MegascaleXLA is a compiler + runtime system that powers large-scale TPU training. It implements collective communication primitives that allow multiple TPU slices to communicate, which allows running training jobs that span beyond the limits of a single ICI domain.
The debugging guide discusses how to identify and diagnose sources of performance issues such as slowness, hangs or errors in a multi-slice job driven by Megascale.
Terminology
Slice
- A slice is a collection of chips all located inside the same TPU Pod connected by high-speed inter chip interconnects (ICI). Slices are described in terms of chips or TensorCores, depending on the TPU version.
- Multislice is a group of slices, extending TPU connectivity beyond the inter-chip interconnect (ICI) connections and leveraging the data-center network (DCN) for transmitting data beyond a slice. Data within each slice is still transmitted by ICI. Using this hybrid connectivity, Multislice enables parallelism across slices and lets you use a greater number of TPU cores for a single job than what a single slice can accommodate.
- TPUs can be used to run a job either on a single slice or multiple slices.
RapidEye
- RapidEye is a system that aims to provide global ML debugging infrastructure to quickly identify and root cause issues caused by bad hardware or software bugs. It monitors MegaScale jobs to automatically detect, analyze, and classify hang events. The process involves collecting data from all job workers, coordinating responses when a hang occurs, and generating a summary digest file for each event.

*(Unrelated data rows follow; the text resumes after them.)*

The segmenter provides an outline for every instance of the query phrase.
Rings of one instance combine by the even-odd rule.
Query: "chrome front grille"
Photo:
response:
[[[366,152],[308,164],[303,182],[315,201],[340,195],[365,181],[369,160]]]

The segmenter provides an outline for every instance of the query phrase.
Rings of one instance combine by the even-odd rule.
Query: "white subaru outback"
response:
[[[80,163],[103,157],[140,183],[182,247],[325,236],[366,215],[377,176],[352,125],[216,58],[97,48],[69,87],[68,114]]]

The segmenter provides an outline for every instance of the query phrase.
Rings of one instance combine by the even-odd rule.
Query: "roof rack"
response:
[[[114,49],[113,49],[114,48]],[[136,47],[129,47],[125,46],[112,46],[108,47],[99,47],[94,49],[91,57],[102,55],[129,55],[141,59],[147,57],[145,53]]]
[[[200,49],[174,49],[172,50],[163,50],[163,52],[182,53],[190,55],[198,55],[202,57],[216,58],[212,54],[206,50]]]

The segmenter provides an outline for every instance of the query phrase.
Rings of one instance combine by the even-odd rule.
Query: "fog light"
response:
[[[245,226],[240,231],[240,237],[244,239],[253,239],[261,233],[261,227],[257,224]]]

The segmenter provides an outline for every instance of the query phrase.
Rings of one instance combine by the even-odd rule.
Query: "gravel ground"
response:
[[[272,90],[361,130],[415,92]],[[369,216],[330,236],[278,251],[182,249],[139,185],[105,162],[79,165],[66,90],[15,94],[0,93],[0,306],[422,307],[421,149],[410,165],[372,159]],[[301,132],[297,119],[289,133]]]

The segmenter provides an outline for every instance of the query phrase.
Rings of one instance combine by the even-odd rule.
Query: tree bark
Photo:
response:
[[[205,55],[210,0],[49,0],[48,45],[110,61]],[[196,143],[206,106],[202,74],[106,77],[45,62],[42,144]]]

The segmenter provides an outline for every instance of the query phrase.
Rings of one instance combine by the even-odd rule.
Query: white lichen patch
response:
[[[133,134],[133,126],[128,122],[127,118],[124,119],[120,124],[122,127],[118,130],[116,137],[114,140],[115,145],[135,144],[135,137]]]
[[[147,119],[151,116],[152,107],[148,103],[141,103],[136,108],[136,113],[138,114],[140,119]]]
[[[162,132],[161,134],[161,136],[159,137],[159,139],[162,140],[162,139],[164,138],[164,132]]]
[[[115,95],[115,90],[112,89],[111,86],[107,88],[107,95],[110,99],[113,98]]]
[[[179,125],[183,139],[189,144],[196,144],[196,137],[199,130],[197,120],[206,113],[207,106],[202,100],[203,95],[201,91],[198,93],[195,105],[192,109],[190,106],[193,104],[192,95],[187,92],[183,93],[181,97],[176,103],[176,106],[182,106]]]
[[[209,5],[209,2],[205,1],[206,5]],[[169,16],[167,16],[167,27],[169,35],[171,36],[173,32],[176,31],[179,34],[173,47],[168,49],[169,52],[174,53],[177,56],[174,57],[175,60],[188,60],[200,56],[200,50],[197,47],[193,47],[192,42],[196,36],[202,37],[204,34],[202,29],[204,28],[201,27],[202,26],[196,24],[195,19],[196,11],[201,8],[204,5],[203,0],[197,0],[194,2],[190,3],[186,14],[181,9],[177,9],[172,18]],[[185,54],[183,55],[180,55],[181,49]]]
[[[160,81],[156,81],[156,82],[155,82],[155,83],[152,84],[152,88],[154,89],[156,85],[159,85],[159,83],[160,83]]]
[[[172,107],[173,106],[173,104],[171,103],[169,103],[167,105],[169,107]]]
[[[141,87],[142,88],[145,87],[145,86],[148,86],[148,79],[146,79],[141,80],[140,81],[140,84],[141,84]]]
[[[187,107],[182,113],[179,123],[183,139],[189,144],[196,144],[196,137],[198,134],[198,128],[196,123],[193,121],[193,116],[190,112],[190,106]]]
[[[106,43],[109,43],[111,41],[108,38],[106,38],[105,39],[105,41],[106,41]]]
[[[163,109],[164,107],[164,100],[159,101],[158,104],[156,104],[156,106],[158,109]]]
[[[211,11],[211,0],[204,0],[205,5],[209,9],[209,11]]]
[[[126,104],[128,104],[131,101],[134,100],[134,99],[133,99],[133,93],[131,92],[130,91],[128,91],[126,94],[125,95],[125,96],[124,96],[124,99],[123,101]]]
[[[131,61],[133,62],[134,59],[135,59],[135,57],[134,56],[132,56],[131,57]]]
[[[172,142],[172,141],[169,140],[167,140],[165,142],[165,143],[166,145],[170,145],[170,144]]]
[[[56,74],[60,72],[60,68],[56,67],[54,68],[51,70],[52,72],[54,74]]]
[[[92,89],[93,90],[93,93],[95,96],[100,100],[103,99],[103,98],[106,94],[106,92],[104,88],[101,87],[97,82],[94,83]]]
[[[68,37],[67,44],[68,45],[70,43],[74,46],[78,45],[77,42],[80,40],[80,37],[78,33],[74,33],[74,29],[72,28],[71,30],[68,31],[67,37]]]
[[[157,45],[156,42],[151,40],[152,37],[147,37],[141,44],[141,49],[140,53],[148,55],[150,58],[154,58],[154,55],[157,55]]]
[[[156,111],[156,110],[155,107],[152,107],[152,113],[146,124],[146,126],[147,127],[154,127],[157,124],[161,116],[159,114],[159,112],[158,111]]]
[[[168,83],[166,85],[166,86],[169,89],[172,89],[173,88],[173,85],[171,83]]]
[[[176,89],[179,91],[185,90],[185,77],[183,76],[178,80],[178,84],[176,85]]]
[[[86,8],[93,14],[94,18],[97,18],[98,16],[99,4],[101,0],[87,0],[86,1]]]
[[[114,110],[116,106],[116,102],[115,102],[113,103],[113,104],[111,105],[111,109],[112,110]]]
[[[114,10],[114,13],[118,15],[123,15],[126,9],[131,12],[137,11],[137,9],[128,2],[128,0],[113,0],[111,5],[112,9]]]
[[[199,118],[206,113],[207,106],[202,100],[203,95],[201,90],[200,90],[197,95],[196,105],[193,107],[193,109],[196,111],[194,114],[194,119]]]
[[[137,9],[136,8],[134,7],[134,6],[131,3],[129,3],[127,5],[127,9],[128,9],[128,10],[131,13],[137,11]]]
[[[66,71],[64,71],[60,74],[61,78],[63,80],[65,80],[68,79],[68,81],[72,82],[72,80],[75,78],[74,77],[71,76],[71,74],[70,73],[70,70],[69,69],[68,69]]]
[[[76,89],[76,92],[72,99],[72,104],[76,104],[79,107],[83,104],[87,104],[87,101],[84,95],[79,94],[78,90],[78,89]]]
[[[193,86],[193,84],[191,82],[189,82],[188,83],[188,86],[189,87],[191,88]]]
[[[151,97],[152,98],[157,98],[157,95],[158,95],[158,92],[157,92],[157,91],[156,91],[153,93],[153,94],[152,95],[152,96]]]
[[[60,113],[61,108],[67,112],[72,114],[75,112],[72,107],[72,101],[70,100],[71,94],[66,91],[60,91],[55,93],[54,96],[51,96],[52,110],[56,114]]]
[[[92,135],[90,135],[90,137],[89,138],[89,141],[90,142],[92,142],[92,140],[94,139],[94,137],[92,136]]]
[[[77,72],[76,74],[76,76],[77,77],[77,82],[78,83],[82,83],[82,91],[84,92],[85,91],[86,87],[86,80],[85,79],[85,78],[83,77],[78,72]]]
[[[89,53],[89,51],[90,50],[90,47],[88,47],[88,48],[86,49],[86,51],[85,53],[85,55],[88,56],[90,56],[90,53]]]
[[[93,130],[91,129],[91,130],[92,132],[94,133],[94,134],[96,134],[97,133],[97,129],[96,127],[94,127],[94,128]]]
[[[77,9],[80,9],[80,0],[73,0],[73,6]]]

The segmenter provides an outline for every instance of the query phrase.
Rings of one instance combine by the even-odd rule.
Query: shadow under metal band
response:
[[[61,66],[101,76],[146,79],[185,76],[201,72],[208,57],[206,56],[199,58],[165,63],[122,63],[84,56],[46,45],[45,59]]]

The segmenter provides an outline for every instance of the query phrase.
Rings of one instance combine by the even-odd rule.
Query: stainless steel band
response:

- RapidEye is enabled by default for all multislice workloads. The diagnosis can be found under the Pathways resource manager or MXLA coordinator (slice0 task0 for multi-controller JAX workload). RapidEye is also used for auto-removing bad TPUs and NICs based on fleetwide rapideye data.
Megascale Collective
- XLA collectives are supported via the Megascale XLA (MXLA) primitives which are not directly usable by the end user. At the time of writing this the MXLA primitives include collectives include AllGather, AllReduce, AllToAll, ReduceScatter and OneToOne. The reduction operations that are currently supported include summation, max/min and product.